Before I get on to the good stuff, here is what helped me during this period. Yes, it's all common sense and you may have seen this advice from other forums, but let me reiterate them again because they are vital to your well being. 

  1. REST. REST a LOT. REST when the baby is resting.  SLEEP AS MUCH AS YOU CAN. I mean it, sleep when the baby is sleeping.  Forget the housework, dishes in the sink, extra loads of laundry. Do what you can with the help of family or friends to keep a home that feels comfortable but don't worry about every last detail or chore. 
  2. HYDRATE and eat NOURISHING foods.  Stay hydrated. Your body is healing and needs all the goodness of water and clean, wholesome foods to provide it the fuel to heal and in the case of nursing moms, lactation. 
  3. GET OUT OF THE HOUSE. Once you're able to walk, take a gentle walk.  Even if it's only 5 minutes.  Start short and gently increase the time as you get stronger. Change your scenery, even for a little bit of time.  It will give you perspective, and different air to breathe.  
  4. FIND A WOMEN'S HEALTH PHYSIO. This one is little tough because not every therapist is going to be covered by your health plan.  If your insurance will cover for post partum physical therapy do try and schedule at least one visit. Seeking the help of a trained professional was the BIGGEST thing that helped me in my road to recovery. My therapist showed me how to do self massage around my incision to help offset the build up of adhesions in the area.  She also gave me useful exercises to help with low back pain and provided me with tips on how to move my body with the baby, i.e. putting the baby in the car, taking out the stroller from the trunk. I know, real basic stuff, but trust me, when you're a mom with DR, learning how to move optimally will save your body. Now here's the last thing that helped me. 

Introducing the MuTu System. 

Ladies, there are a ton of resources out there that you will find, from books to videos on you tube. It can seem really overwhelming, especially to a new mama. Taking care of your baby and yourself is a 24/7 effort so I am going to make it really simple and give you the best resource that I found to save you some time... because time is VALUABLE! 

By the way - this is NOT a sponsored post. I am sharing this because this is what worked for me. So please know that this is coming from my heart and not some paid endorsement. 

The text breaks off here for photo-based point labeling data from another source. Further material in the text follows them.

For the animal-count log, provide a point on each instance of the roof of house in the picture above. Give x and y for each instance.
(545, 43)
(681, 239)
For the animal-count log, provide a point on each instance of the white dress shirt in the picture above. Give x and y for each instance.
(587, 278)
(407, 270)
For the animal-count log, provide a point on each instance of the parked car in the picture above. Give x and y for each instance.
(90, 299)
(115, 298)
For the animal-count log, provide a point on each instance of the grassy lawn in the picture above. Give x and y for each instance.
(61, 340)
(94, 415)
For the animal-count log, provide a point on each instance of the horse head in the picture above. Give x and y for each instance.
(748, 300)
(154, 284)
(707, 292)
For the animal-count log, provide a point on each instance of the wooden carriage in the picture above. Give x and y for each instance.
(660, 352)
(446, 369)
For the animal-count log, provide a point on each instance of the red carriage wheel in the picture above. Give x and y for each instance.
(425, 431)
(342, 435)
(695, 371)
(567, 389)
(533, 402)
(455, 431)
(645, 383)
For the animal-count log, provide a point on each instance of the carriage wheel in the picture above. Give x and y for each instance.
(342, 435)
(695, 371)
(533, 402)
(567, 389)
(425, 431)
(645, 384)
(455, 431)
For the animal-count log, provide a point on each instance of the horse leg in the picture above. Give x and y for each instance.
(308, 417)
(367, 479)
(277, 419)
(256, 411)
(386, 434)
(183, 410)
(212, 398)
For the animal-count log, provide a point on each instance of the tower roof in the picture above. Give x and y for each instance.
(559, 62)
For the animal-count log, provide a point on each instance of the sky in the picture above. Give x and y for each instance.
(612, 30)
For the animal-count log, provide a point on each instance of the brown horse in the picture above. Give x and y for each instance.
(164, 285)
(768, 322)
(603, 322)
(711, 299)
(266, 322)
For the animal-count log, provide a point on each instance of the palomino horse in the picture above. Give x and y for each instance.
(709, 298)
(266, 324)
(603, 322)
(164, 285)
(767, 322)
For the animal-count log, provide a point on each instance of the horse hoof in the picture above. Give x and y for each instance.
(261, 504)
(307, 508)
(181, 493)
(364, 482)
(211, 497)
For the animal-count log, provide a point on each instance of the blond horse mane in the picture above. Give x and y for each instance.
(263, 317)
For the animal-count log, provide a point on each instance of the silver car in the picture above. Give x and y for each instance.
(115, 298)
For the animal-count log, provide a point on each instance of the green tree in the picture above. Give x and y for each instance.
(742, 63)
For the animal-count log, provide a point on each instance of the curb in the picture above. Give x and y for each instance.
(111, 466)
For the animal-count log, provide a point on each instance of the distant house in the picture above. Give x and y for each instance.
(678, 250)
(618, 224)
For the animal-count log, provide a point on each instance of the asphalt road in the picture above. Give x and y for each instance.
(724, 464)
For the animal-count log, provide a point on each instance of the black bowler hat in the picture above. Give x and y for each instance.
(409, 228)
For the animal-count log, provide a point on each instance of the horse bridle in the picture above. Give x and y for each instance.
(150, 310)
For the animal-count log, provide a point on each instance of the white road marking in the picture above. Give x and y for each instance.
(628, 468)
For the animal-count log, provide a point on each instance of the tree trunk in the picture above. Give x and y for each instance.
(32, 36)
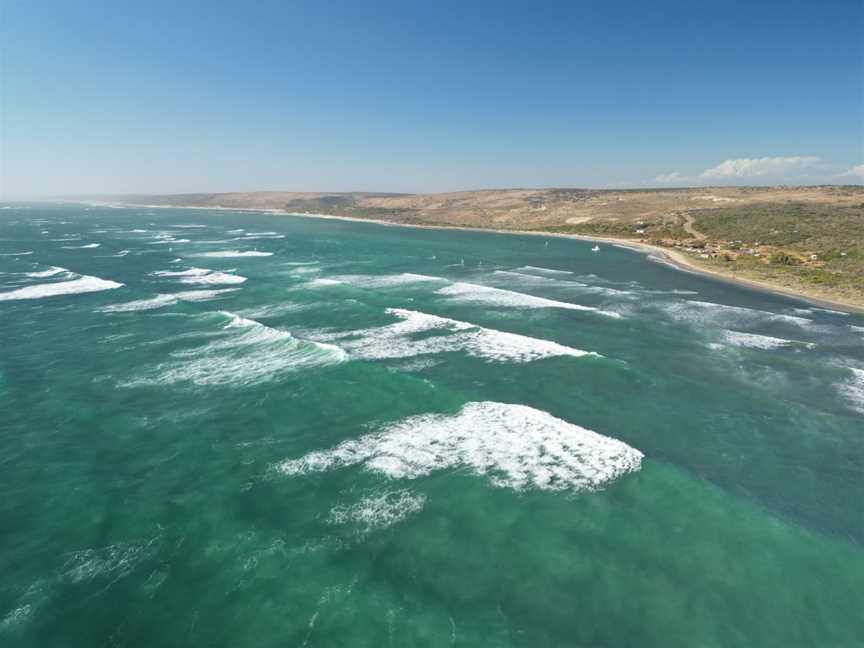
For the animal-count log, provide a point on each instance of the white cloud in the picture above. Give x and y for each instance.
(756, 167)
(667, 178)
(856, 171)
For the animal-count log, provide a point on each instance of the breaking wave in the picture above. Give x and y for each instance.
(754, 341)
(230, 254)
(83, 284)
(477, 294)
(401, 340)
(247, 353)
(515, 446)
(378, 511)
(50, 272)
(201, 276)
(160, 301)
(853, 389)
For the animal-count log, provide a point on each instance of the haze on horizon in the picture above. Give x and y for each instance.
(165, 97)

Introducing the MuTu system. I stumbled upon MuTu after various searches. I was a bit reticent about it as there were a lot of videos and other similar services that seemed just as great.

What really sold me on this system was the founder, Wendy Powell. Wendy's super kind and non-judgmental approach to post baby fitness was a breath of fresh air. The last thing a new mama needs is to feel judged or beat down by a teacher who clearly isn't experiencing the effects of post baby pain. 

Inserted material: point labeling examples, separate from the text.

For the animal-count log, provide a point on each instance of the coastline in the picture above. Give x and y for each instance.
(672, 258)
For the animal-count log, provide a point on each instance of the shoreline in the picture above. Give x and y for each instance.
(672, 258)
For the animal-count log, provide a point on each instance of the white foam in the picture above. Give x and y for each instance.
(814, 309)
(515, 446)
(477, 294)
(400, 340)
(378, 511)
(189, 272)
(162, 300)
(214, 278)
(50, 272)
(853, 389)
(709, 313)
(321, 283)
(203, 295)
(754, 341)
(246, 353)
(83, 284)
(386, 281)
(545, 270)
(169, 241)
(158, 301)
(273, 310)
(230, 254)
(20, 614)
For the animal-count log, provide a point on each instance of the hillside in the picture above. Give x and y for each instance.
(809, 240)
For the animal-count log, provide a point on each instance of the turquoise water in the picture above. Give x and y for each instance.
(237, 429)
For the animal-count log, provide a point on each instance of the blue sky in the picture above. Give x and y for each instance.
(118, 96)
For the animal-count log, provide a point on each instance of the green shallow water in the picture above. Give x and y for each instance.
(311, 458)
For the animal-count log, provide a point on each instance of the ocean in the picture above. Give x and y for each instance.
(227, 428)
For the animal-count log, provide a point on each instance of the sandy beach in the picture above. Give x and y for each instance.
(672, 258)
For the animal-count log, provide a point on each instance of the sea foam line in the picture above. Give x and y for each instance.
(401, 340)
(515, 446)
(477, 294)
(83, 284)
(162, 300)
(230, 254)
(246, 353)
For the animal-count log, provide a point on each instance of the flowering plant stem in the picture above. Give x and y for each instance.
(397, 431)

The best way I can describe the MuTu experience is that it's very much like a light HiiT workout specifically designed for post partum mums.  There is use of light weights and resistance bands combined with stretching that is safe for women with DR. There are exercises specifically with DR and pelvic floor dysfunction in mind.  There is also helpful nutrition advice and super supportive "pep talks" that gave me the kind of boost that I needed to know that I AM NOT ALONE.  


Birthing a baby is like launching a space craft, it wrecks everything on the way out.
— Rachel Hollis, Founder Chic Media and author of Girl, Wash Your Face

After Mila was born I searched for so many sources to help me. Before birth I had used other platforms like Cody, Yoga Glo, YouTube, you name it, for workout and yoga videos.  MuTu is an organized program that distills and clarifies what you need to do to foster healing. It takes the out the guess work and planning that new moms just don't have the time and energy for.  

So, this was my big life saver post baby.  It helped me get to the point where I could get back to my daily practice on the yoga mat, and let me tell you, it's so good to finally feel like there's hope towards healing. 

Despite the chronic pain related to the DR that's still a large percentage of my daily existence I am thankful to have found something that helped me in those first 6 months post birth. I hope that MuTu will also help you. 

Feel free to send any questions and as always, big love to you yogis.